Maybe it’s an occupational hazard of dealing with quantum physics — uncertainty and all that — but a group of Swiss researchers has retracted their paper on quantum dots after discovering “major errors” that undermined their conclusions.
The article, published in 2010 as a research letter in Nature Photonics, was titled “Polarization-entangled photons produced with high-symmetry site-controlled quantum dots,” by Eli Kapon and colleagues.
According to the retraction notice:
In this Letter, we claimed the generation of entangled photons from highly symmetric site-controlled pyramidal quantum dots. Apart from the observation of isotropic emission and the measurement of a vanishing fine-structure splitting of 0 μeV ± 2 μeV, a fidelity of >0.5 was obtained by using the density matrix derived from quantum state tomography of 16 different polarization-resolved correlation measurements. After further investigation of the second-order correlation functions, g(2)(τ), major errors were found and the best fidelity found is now 0.45 for a gate width of 0.225 ns. As a result, we can no longer claim emission of polarization-entangled photons. We therefore wish to retract this Letter and sincerely apologize for any adverse consequence that may have resulted from the paper’s publication.
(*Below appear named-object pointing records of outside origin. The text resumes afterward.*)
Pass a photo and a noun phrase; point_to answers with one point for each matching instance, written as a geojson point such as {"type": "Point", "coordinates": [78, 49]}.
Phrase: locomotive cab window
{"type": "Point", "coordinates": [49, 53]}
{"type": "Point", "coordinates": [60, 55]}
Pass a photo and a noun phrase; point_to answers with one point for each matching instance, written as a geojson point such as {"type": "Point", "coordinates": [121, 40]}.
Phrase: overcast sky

The paper has been cited 69 times, according to Thomson Scientific’s Web of Knowledge. We note that the researchers, who announced their Nature Photonics paper in a brief press release on their website, had a very similar paper in IEEE Xplore, which appears to be conference submission. That work does not appear to have been retracted.
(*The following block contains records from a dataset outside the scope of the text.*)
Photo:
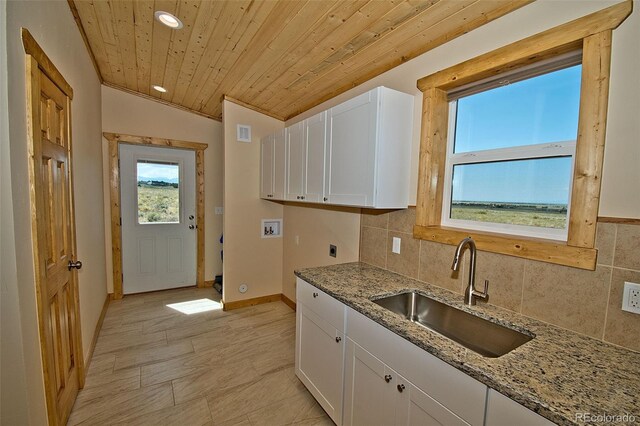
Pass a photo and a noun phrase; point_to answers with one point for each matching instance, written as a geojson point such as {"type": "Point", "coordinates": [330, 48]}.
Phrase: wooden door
{"type": "Point", "coordinates": [370, 384]}
{"type": "Point", "coordinates": [351, 151]}
{"type": "Point", "coordinates": [53, 229]}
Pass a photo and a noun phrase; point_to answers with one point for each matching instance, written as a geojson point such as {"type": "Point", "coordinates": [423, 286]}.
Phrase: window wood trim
{"type": "Point", "coordinates": [114, 140]}
{"type": "Point", "coordinates": [592, 34]}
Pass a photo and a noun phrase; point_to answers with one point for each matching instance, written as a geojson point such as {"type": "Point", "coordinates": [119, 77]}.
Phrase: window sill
{"type": "Point", "coordinates": [528, 248]}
Kapon, a prominent scientist, is director of the Laboratory of Physics of Nanostructures at the Federal Institutes of Technology in Lausanne (one of two such institutes there). He also is listed as being the founder of a company called BeamExpress,
a privately held company developing in cooperation with the Swiss Federal Institute of Technology (EPFL) advanced long wavelength Vertical Cavity Surface Emitting Lasers (VCSELs) with wavelengths ranging from 1200nm to 1650nm, for application in high-speed optical communications.
We’re not sure what “adverse consequences” might have come from the publication of this letter, but we agree with move to retract rather than issue a “mega correction” to try to patch up the tattered analysis.